Empat Pecatur Indonesia Raih Kemenangan

Empat Pecatur Indonesia Raih Kemenangan
Kepela Investasi Sosial Japfa R. Artsanti Alif (tengah), Vice Chairman of the State Great Hural of Mongolia Sanjmyatav Yadamsuren (nomor tiga dari kanan), Tim Indonesia dari Japfa Chess Club Merry Damayanti berfoto bersama dengan penyelenggara dan Federasi Catur Mongolia di sela turnamen ACC Fide Zone 3.3, Mongolia. ( Foto: istimewa )
Harso Kurniawan / HK Kamis, 11 April 2019 | 23:42 WIB

Ulan Bator, Beritasatu.com - Sebanyak empat dari enam pecatur Indonesia yang berlaga di ajang ACC Fide Zone 3.3, Mongolia, berhasil meraih kemenangan. Kemenangan tersebut memperbaiki posisi pecatur Indonesia baik pecatur putra ataupun putri.

“Hari keempat menjadi hari yang cerah untuk Indonesia, karena kemenangan empat pecatur Indonesia yang mampu memperbaiki peringkat masing-masing pecatur,” ujar Chief de Mission Tim Catur Indonesia ACC Fide Zone 3.3 R. Artsanti Alif, yang juga menjabat sebagai kepala investasi sosial Japfa dalam keterangan resmi, Kamis (11/4/2019).

Dia menuturkan, IM Irene Kharisma Sukandar (2384) mengalahkan WGM Nguyen Thi Thanh An (2264, Vietnam), lalu WGM Medina Warda Aulia (2362) menaklukkan CM Tumurbaatar Nomindalai (1958, Mongolia), WIM Chelsie Monica Sihite (2227) menundukkan Erdenebayar Margadgua (1585, Mongolia), dan IM Novendra Priasmoro (2479) mengandaskan CM Battulga Tenuunbold (1692, Mongolia).

Artsanti menambahkan, GM Susanto Megaranto (2523) ditahan remis GM Bayarsaikhan Gundavaa (2481, Mongolia). Satu-satunya pecatur nasional yang kalah adalah Surya Wahyudi (2197) oleh IM John Marvin Miciano (2339, Filipina). “Kemenangan Irene dan Medina membuat keduanya naik di urutan ketiga dan keempat, sedangkan Susanto dapat bertahan sementara di rangking ketiga,”ujar Artsanti.
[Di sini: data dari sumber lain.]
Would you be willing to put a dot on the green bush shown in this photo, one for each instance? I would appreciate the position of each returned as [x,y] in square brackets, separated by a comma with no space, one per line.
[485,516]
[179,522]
Vice Chairman of the State Great Hural of Mongolia Sanjmyatav Yadamsuren mengapresiasi Japfa yang telah mengirimkan pecatur Indonesia ke ACC Fide Zone 3.3. Mereka bisa menjadi lawan tangguh sebagai latih tanding pecatur-pecatur Mongolia.

Kristianus Liem, ketua bidang pembinaan dan prestasi Persatuan Catur Seluruh Indonesia, mengatakan, terjadi perang saudara antara Irene dan Medina yang sangat menarik. Adapun Chelsie jika tidak meremehkan lawannya, seharusnya bisa menang.

Sementara itu, dia menerangkan, Megaranto akan melawan posisi penguasa klasemen sementara. Dia berharap pecatur ini bisa terus melaju ke atas. Kris menegaskan, kunci kemenangan adalah tidak meremehkan lawan dan fokus. Novendra dan Surya, menutur dia, memiliki potensi menang di babak kelima ini asalkan memenuhi dua prasyarat itu.

“Perjalanan kompetisi hampir sampai separuh jalan. Namun, menang kalah tetap tidak bisa diprediksi. Perjuangan masih cukup panjang hingga ronde kesembilan,” kata Kris.